Predigt über Jesaja 42,1-4(5-9)
gehalten am Sonntag, den 13. Januar 2002
(1. Sonntag nach Epiphanias)
in der evangelischen Kirche in Bötzingen

13.01.2002
Die Gnade unseres Herrn Jesus Christus und die Liebe Gottes und die Gemeinschaft des heiligen Geistes sei mit euch allen. Amen.

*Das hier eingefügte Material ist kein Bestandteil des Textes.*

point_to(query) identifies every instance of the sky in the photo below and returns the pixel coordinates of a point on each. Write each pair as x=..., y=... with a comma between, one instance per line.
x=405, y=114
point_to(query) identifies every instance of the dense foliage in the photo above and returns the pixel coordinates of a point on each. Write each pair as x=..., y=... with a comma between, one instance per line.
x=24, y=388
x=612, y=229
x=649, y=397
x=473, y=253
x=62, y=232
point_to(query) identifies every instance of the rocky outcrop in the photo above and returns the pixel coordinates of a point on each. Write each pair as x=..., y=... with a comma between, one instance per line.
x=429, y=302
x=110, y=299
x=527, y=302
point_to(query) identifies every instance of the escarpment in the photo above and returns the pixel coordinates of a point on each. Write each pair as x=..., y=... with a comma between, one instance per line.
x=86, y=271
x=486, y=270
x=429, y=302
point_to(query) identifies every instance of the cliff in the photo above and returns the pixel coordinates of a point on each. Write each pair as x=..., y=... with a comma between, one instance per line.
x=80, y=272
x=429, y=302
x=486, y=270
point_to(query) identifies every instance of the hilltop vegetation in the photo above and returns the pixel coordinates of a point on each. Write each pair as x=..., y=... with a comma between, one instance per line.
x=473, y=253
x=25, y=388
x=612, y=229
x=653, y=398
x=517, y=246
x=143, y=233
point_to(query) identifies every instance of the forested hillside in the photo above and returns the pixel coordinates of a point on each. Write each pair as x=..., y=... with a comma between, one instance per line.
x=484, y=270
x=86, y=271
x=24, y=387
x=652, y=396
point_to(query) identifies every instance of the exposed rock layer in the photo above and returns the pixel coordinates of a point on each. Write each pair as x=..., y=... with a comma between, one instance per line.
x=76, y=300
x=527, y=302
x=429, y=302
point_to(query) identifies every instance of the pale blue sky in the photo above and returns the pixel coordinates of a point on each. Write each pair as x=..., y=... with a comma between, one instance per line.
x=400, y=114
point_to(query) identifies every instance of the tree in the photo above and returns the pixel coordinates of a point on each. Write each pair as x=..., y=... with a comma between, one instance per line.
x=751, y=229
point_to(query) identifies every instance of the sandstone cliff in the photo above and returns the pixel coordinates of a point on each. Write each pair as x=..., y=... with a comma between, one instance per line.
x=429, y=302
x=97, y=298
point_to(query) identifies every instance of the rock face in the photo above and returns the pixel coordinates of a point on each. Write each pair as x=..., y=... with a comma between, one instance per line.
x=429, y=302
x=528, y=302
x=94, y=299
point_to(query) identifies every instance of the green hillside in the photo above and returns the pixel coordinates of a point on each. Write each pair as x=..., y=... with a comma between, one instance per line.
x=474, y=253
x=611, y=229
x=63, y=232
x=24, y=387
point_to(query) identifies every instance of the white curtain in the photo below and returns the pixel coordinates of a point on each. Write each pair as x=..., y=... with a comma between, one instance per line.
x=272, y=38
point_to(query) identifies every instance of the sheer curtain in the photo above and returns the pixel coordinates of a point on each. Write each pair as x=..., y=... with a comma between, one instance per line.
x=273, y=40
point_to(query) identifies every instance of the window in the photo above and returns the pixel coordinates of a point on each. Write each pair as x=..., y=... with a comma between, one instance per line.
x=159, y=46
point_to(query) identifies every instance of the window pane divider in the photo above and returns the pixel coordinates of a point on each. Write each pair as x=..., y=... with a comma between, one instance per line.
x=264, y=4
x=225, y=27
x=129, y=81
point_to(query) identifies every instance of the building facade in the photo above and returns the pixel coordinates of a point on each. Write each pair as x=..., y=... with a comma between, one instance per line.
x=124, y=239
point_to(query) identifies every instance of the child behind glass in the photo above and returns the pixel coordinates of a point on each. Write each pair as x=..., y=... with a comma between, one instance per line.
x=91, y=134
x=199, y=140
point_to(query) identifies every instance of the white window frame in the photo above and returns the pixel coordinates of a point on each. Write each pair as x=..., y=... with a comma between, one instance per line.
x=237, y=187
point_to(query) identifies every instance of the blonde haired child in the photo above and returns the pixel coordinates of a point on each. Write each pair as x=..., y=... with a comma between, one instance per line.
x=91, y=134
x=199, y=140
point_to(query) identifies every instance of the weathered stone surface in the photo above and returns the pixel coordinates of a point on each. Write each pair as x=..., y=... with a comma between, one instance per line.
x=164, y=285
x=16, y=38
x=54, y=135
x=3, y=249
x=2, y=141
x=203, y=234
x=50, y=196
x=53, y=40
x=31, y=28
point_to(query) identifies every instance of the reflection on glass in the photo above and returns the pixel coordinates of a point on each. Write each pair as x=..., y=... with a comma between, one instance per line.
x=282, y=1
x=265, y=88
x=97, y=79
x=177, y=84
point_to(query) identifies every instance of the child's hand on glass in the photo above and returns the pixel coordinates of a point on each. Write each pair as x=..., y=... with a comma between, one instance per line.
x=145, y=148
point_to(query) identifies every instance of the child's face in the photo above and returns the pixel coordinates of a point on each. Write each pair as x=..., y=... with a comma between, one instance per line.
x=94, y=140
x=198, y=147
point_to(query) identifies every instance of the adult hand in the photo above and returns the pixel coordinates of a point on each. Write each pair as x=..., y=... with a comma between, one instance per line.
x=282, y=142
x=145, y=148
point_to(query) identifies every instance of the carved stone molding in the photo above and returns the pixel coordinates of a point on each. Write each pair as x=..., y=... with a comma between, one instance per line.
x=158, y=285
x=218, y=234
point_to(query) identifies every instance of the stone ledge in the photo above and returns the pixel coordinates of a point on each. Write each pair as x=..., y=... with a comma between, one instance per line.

Der Predigttext für den heutigen ersten Sonntag nach dem Epiphaniasfest steht beim Propheten Jesaja im 42. Kapitel. Wir wissen, dass ab dem 40. Kapitel des Jesajabuches nicht mehr der Prophet Jesaja spricht. Vielmehr finden wir ab Kapitel 40 Worte eines Propheten festgehalten, dessen Namen wir nicht kennen. Dieser Prophet wirkt in der zweiten Hälfte des sechsten Jahrhunderts vor Christi Geburt. Die israelitische Oberschicht war damals nach Babylon verschleppt. Gegen Ende des babylonischen Exils hat dieser Prophet nun die großartige Aufgabe, seinem Volk die Heimkehr aus dem Exil und eine neue Zukunft in der Heimat anzukündigen.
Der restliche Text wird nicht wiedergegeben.